En “Historia de un viaje” todos envidian el trabajo de Annete: visitar lugares paradisíacos para escribir folletos turísticos. Hasta ese viaje en donde ella advierte que falta una letra en el bordado sobre la parte exterior del bolsillo en el avión, “SALVA IDAS”. Y ese viaje cambiará la historia de todos los que allí se van de vacaciones “como si desearan creer que quedaba un lugar en el mundo donde todo estaba bien, donde no ocurría nada desagradable”. Así trabaja Atwood: alrededor de un detalle, sobre lo que falta, cargándolo de humor y dramatismo en partes iguales.

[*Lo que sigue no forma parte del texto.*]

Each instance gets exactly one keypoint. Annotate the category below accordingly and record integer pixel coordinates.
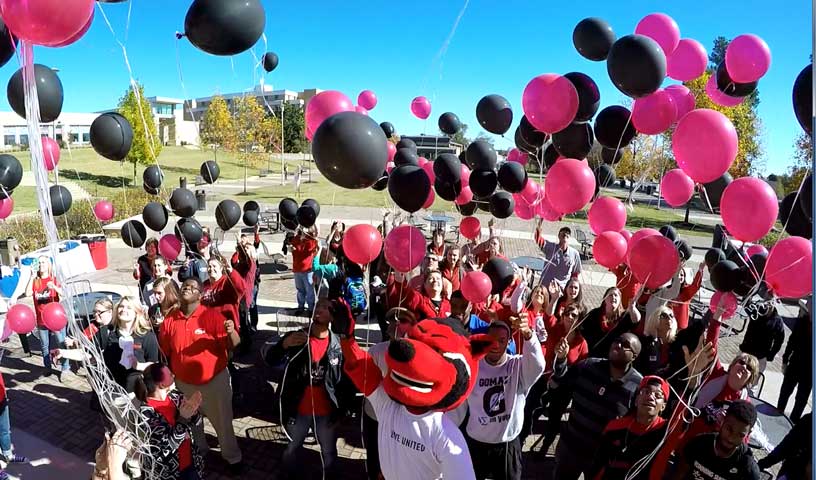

“Tengan cuidado, deseo escribir, existe un futuro”, dice la voz de “Joyería capilar”. Y esa frase –casi una declaración, una pancarta– podría caberle a Atwood como un saco que calza sin frunces, tanto en el momento que escribió estos cuentos, como en la actualidad. Porque Atwood, a los 74, además de ser una tuitera constante y sacar novelas por entrega para redes sociales como Wattpad, escribe sin parar. Lo más reciente, Stone Matters, una compilación de relatos sobre viejos que se ríen de sí mismos; y en 2013, la novela MaddAddam, última entrega de su trilogía, que comenzó con Oryx and Crake (2003) y The Year of the Flood (2009) donde se cuenta la historia de un grupo de sobrevivientes de una plaga causada por experimentos de laboratorio. La novela tuvo gran repercusión en la crítica, que la comparó con La carretera de Cormac McCarthy y Un mundo feliz, de Aldous Huxley. Estas temáticas de fin del mundo ligadas a una mala administración de los recursos del planeta conecta con el otro costado de Atwood: su militancia por las causas ambientales, que tiene su origen en su infancia ligada a la naturaleza y a un padre zoólogo. De hecho, el dinero que recibió al obtener el Booker Price 2000 por El asesino ciego lo donó enteramente a ONG proteccionistas. Y resulta curioso descubrir que la única vez que Atwood vino a la Argentina, en 2008, no lo hizo en calidad de escritora sino como representante de BirdLife International, entidad que preside con su marido, el escritor Graeme Gibson. Entonces hizo declaraciones como ésta: “Es probable que las cucarachas tengan un futuro color de rosa. Pueden vivir prácticamente en cualquier parte. Las bacterias anaeróbicas que viven en el azufre submarino también prosperarán. En cuanto a nosotros, necesitamos aire puro, alimentos que no estén envenenados, agua sin contaminar y un clima que no sea demasiado frío ni demasiado cálido. ¿Cómo nos va a ir en los próximos 50 años? El tiempo lo dirá”.
Atwood bien podría ser una protagonista más de sus historias. Una chica bailarina como las del relato que da nombre al libro. Chicas bailarinas capaces de elevar la mirada por sobre el límite impuesto –por el afuera, los otros, el destino– y dar un giro sutil. Sutil, porque la escritura de Atwood no hace aspavientos, pone el ojo en algo pequeño, pero visto desde una perspectiva novedosa, desprejuiciada, como si las situaciones, de pronto, pudieran mirarse patas para arriba.